CITIZENS Lay the Ground to Save Sanctuary in Northern Ireland

Today a team of leaders from local faith, refugee and citizen organisations travelled to Stormont to present a number of recommendations for restoring public support for sanctuary to senior civil servants at the Northern Ireland Assembly. The meeting paves the way for a future negotiation with Junior Ministers at the Assembly to discuss implementation of the Independent Asylum Commission’s recommendations.

The team consisted of representatives of the Law Centre (Northern Ireland), Refugee Action Group, Embrace (an interchurch initiative to support migrant communities), staff from CITIZENS for Sanctuary and two people who have first-hand experience of the asylum system in Northern Ireland.

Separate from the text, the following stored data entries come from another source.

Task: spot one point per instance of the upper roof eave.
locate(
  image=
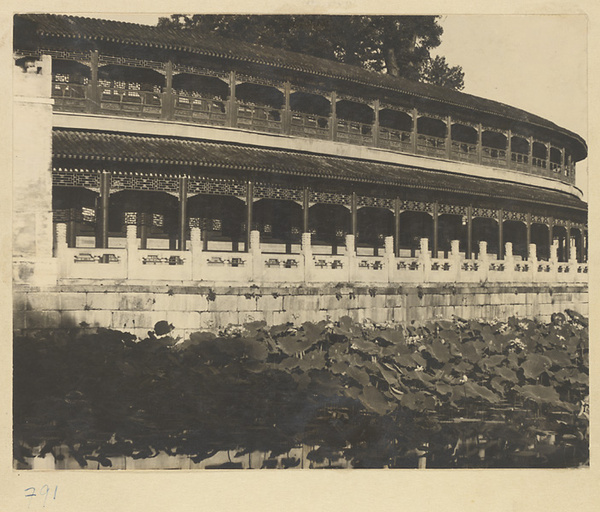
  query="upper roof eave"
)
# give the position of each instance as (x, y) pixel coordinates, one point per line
(107, 31)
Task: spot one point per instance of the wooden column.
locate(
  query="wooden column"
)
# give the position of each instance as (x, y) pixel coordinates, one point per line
(397, 226)
(435, 230)
(145, 219)
(550, 236)
(94, 89)
(500, 234)
(414, 133)
(528, 235)
(102, 212)
(249, 205)
(287, 112)
(168, 102)
(530, 156)
(376, 107)
(305, 209)
(232, 114)
(479, 143)
(470, 232)
(333, 115)
(354, 215)
(183, 181)
(448, 136)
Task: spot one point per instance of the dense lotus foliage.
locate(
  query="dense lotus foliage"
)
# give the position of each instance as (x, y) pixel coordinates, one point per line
(452, 393)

They were received at Stormont, the historic home of the devolved Northern Ireland Assembly, by officials who advise the Ministers with responsibility for community cohesion.

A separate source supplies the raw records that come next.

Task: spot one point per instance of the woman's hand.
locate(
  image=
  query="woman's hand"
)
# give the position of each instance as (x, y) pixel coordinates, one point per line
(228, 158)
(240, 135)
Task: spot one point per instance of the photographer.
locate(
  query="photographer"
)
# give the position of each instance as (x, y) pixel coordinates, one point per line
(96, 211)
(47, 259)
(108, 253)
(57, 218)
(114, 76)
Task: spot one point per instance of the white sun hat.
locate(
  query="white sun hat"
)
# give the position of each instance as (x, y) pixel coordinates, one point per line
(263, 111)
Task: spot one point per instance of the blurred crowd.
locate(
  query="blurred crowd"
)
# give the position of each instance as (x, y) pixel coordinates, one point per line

The team had a clear agenda – to raise a series of recommendations from the Independent Asylum Commission that could be discussed at a meeting with Ministers expected in the New Year. Justin, who fled persecution in Ivory Coast, shared his testimony about his experience of living in Belfast and the isolation he has felt in a city with few minority ethnic communities and the highest levels of hate crime in the UK. This was followed by a presentation on the Independent Asylum Commission’s Public Attitudes Research Project, before Boobakar, who escaped to Belfast from Guinea Conakry, explained to the spellbound civil servants about how his experiences in the past year had made him feel unwelcome.

Margaret McNulty, Information Officer at Embrace, then offered her perspective as a local resident and churchgoer who had spent many years working with migrant communities in Northern Ireland. Liz Griffith of the Law Centre (Northern Ireland) then pointed out the importance of access to ESOL classes and higher education for people seeking sanctuary.

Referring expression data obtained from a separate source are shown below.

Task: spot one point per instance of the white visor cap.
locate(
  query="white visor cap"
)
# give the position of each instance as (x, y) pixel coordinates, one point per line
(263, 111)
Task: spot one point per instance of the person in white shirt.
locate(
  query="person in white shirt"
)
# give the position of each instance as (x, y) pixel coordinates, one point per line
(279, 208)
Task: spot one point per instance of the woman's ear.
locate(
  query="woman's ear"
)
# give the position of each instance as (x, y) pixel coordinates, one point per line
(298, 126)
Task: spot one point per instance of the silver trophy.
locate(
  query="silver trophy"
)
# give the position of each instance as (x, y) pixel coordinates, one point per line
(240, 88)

The team’s presentation ended with a series of eight proposed recommendations to set before the Minister, ranging from using the language of ‘sanctuary’ rather than ‘asylum’ when communicating with the public, to setting up Sanctuary Welcome Teams to ensure that people like Justin and Boobakar are welcomed into the community.

The meeting ended with a commitment from the civil servants to prepare for a meeting with Junior Minister Gerry Kelly scheduled for the New Year and to explore each of the recommendations in advance of that meeting.

After the meeting Justin said:
“I was happy that I had the opportunity to tell my story and negotiate directly with important people today. It was the first time I had been to Stormont and the first time I had met with people who have the power to change how people seeking sanctuary are treated in Northern Ireland.”

Margaret McNulty said:
“I felt that the meeting today could not have gone better – but the challenge is that we need to convince the Ministers as well as the civil servants.”

Carina Crawford-Rolt, Projects Organiser with CITIZENS for Sanctuary, said:
“This was the first action for our team in Northern Ireland – and the power of our leaders’ testimonies really got a reaction from the civil servants! We are looking forward to our negotiation with the Minister – and I am excited because this could bring about real change.”